DNA extraction and genotyping. Genomic DNA extraction was performed on whole blood using the Gentra Puregene Blood Kit (Qiagen, Hilden, Germany) in accordance with the manufacturer's instructions. Genomic DNA from each subject was used for genotyping the 9 selected SNPs. Genotyping was performed by using TaqMan® SNP Genotyping Assays (Applied Biosystems, Foster City, CA, USA). Custom genotyping assays were designed for each SNP and optimized. Reactions were run in parallel with the non-template control (master mix and molecular grade water). For quality control, subjects were genotyped in duplicate and the overall concordance rate was 99.9%. The ABI 7900HT Sequence Detection System (SDS) software (version 2.0) was used to analyze real-time and end-point fluorescence and allelic discrimination (Applied Biosystems).
Statistical analyses. The statistical analyses were performed using the SPSS (version 20.0) and SNPStats (http://bioinfo.iconcologia.net/SNPstats) (33). Allele frequencies in controls were tested for Hardy-Weinberg equilibrium using chi square analysis or Fisher's exact test when appropriate. The association of disease status and other clinical phenotypes with genotype and haplotype was analyzed by binary and multivariate logistic regression.

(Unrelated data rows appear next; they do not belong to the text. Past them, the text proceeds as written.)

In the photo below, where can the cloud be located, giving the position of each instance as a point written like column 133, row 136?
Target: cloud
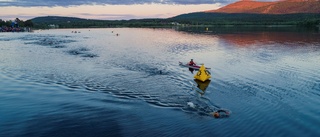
column 66, row 3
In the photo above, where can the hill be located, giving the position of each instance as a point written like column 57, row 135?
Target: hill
column 276, row 7
column 208, row 18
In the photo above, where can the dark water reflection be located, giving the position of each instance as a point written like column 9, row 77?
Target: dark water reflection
column 58, row 83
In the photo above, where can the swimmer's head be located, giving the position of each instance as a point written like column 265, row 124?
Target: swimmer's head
column 216, row 114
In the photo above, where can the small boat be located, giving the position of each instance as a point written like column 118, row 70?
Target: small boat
column 196, row 67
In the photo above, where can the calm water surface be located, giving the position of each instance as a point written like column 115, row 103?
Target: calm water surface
column 94, row 83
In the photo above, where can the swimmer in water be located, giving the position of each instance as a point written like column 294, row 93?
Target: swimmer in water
column 218, row 113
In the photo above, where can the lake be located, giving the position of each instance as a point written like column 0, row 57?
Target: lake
column 97, row 83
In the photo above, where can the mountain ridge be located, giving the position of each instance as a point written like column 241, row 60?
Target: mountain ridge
column 276, row 7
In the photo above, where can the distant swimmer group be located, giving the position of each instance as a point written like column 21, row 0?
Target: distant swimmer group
column 221, row 113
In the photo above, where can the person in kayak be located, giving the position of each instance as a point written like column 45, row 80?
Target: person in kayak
column 191, row 63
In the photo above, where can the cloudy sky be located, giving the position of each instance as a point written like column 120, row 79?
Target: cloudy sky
column 104, row 9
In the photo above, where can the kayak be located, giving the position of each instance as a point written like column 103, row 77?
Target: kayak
column 196, row 67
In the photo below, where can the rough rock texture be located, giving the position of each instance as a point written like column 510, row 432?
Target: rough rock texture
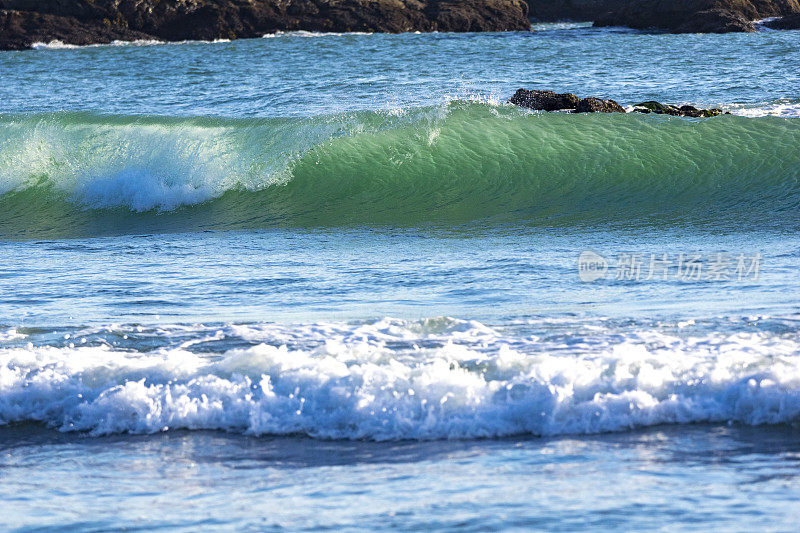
column 706, row 16
column 792, row 22
column 552, row 101
column 545, row 100
column 23, row 22
column 683, row 111
column 598, row 105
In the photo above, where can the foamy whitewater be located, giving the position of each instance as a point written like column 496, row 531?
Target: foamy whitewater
column 391, row 379
column 335, row 281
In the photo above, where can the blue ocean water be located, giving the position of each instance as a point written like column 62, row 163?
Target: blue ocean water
column 335, row 282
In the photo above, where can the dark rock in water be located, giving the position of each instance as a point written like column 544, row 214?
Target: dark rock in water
column 598, row 105
column 552, row 101
column 544, row 100
column 683, row 111
column 717, row 21
column 23, row 22
column 680, row 16
column 791, row 22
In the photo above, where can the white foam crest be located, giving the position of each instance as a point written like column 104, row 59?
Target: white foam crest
column 389, row 380
column 57, row 44
column 140, row 166
column 307, row 34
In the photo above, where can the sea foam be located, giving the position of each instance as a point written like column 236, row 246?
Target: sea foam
column 394, row 379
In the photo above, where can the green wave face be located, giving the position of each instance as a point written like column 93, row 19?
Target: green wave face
column 68, row 175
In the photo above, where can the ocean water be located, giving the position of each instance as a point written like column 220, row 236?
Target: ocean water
column 323, row 281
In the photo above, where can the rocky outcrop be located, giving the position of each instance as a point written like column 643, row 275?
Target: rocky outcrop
column 792, row 22
column 23, row 22
column 598, row 105
column 682, row 111
column 552, row 101
column 545, row 100
column 680, row 16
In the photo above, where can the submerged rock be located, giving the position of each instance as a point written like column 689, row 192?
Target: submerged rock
column 545, row 100
column 791, row 22
column 682, row 111
column 553, row 101
column 598, row 105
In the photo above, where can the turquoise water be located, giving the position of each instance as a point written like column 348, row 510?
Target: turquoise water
column 333, row 281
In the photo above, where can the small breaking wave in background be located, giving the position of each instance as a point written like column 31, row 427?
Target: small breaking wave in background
column 453, row 163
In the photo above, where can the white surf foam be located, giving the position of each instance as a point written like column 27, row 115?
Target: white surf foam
column 393, row 379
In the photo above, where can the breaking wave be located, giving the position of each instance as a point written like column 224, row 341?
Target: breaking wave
column 80, row 174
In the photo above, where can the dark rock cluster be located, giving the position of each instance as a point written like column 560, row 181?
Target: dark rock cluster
column 552, row 101
column 679, row 16
column 23, row 22
column 682, row 111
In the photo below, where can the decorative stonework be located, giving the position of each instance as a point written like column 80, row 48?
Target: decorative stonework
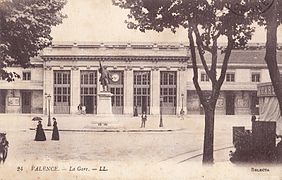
column 49, row 68
column 74, row 68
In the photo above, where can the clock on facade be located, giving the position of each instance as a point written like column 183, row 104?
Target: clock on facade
column 115, row 77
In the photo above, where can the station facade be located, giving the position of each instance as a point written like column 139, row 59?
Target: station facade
column 147, row 76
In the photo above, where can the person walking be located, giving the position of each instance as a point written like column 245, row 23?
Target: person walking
column 143, row 119
column 40, row 135
column 55, row 133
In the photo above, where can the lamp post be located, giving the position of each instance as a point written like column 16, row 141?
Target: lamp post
column 161, row 112
column 182, row 97
column 49, row 118
column 45, row 112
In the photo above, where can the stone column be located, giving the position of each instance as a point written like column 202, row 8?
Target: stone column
column 128, row 91
column 155, row 91
column 48, row 88
column 181, row 89
column 75, row 90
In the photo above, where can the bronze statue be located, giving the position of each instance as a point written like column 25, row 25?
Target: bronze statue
column 105, row 77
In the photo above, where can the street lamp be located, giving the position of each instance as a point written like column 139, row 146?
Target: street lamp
column 45, row 111
column 161, row 112
column 49, row 118
column 182, row 97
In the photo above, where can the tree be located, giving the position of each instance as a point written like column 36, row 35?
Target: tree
column 25, row 28
column 206, row 21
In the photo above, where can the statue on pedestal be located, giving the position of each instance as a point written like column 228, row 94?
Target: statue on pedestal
column 105, row 77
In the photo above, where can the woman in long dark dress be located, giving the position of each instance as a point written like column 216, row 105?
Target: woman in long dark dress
column 40, row 135
column 55, row 133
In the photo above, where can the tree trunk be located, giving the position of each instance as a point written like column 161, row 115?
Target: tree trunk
column 209, row 135
column 270, row 54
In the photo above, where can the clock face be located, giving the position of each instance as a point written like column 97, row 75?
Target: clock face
column 115, row 77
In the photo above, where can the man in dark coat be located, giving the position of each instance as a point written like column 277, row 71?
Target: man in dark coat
column 55, row 133
column 40, row 135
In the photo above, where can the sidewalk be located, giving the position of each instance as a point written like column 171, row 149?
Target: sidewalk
column 121, row 123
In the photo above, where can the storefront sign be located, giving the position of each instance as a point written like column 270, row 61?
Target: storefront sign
column 13, row 101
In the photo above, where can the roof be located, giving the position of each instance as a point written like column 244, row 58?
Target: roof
column 116, row 49
column 252, row 55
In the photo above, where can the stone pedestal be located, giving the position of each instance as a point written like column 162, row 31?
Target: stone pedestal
column 104, row 106
column 105, row 118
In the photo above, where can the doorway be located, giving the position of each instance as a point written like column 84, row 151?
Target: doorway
column 2, row 101
column 230, row 103
column 26, row 102
column 88, row 103
column 254, row 104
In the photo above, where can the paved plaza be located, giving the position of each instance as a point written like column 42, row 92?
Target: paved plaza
column 178, row 144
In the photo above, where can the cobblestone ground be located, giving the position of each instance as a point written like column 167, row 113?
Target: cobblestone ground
column 128, row 155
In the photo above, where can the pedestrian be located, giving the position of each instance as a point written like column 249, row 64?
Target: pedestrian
column 182, row 114
column 135, row 112
column 40, row 135
column 83, row 110
column 55, row 133
column 143, row 119
column 79, row 109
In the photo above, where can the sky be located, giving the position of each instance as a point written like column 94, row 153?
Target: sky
column 100, row 21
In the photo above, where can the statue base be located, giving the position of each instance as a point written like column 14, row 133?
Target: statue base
column 105, row 118
column 105, row 103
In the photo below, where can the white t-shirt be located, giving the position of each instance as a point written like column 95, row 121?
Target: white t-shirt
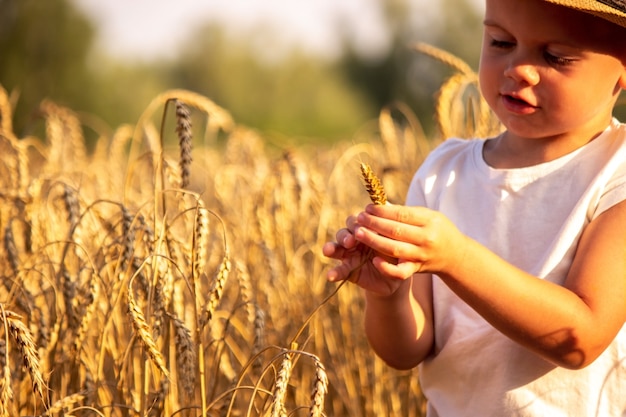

For each SNP genotype, tests using the genotypic, dominant, recessive and log additive genetic models were performed. Unconditional logistic regression models were used to estimate odds ratios (OR) and 95% confidence intervals (95% CI), adjusted for age for the association between individual SNP and PCa risk. Two-sided p-values of ≤0.05 were considered as statistically significant. Using the Bonferroni test, adjustment was made for multiple comparisons testing. To test the combinatorial effects of the SNPs and haplotypes, frequencies were estimated using the implementation of the EM algorithm coded into the haplostats package (25).
Results
In this study, 446 cases and 379 controls were investigated to explore the association of VDR SNPs and PCa risk. The characteristics of PCa patients and control subjects are shown in Table I. The respective mean age of patients with PCa and control subjects were 65.5±9.18 and 57.7±10.8 years, respectively. A Student's t-test reveals significant differences in age between the cases and controls (pp<0.0001). The mean Gleason score of the PCa was 7.8±0.63. The mean PSA levels were 2.5 ng/ml and 97.2 ng/ml for the controls and cases, respectively (p=0.0002). All nine SNPs rs731236 (TaqI), rs7975232 (ApaI), rs1544410 (BsmI), rs3782905, rs2239185, rs2289179, rs10783218, rs4516035 and rs2853563 were in Hardy Weinberg equilibrium (pp>0.05). Six of the 9 SNPs were found to be associated with PSA level, PCa risk and/or Gleason score (Table II). SNPs rs731236 and rs3782905 were associated with PSA level and PCa risk. SNP rs1544410 was associated with PSA level and Gleason score, while rs2239185 was associated only with Gleason score. Two SNPs, rs2289179 and rs7975232, were associated only with PCa risk.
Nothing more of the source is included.